A champion miner to buy now

Vedanta Resources (LSE: VED), rated a BUY by Deutsche Bank

In many respects India is a better home for investors’ money than China, where business practices are opaque and firms often lack corporate governance. And as a democracy, it is less prone to sudden U-turns on policy. India’s young population, half of whom are aged under 25, should also help propel GDP forward over the coming decades. One way of exploiting this secular trend is via the country’s indigenous minerals champion, Vedanta Resources.

The firm owns extensive copper, zinc, iron ore and aluminium assets in India, Zambia and Australia, and power generation interests across Asia. It has also just received final clearance to purchase a 58.5% stake in Cairn India for $9bn. That launches the group into onshore oil production and potentially increases output by 40% a year over the next two years.

For contrarians, the stock is cheap too, having fallen by more than 60% since reaching a high of £29.34 in 2010. If central banks decide to print money again, they could trigger a sharp devaluation in all major fiat currencies versus physical assets. Within this inflationary scenario, Vedanta could prove a very shrewd store of value.

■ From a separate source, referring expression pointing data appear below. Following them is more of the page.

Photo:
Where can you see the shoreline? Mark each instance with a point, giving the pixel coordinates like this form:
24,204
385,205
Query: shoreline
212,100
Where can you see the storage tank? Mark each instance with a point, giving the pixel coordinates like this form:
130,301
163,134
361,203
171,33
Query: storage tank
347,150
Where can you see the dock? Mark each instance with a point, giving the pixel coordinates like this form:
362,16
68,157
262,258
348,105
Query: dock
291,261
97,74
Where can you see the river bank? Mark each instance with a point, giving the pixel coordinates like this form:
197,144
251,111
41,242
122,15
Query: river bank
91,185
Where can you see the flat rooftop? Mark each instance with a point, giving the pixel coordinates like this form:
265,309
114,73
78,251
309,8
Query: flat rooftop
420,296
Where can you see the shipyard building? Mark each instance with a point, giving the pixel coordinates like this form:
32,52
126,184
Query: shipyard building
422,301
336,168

Deutsche Bank is pencilling in revenues and earnings per share (EPS) of $17bn and $5 respectively for the year ending March 2012. On this basis, I would rate the stock on a through-cycle EBITDA multiple of seven. After adjusting for minorities and pro forma net borrowings of $11bn, that suggests an intrinsic worth of more than £15 a share.

Commodities are volatile and hence not everyone’s cup of tea. Moreover, the board acknowledges that the corporate structure needs to be simplified – as much to release cash held in subsidiaries and reduce debt as to improve transparency. Also note that, after spending around £36m buying shares, the company’s billionaire founder, Anil Agarwal, now owns a controlling 63% stake.

Vedanta owns some high-quality assets and is ideally placed to benefit from India’s growth and its shortage of power, oil and natural resources. Look out for second-quarter production figures that should have been released by the time this issue is published. Deutsche Bank has a target price of £21.50.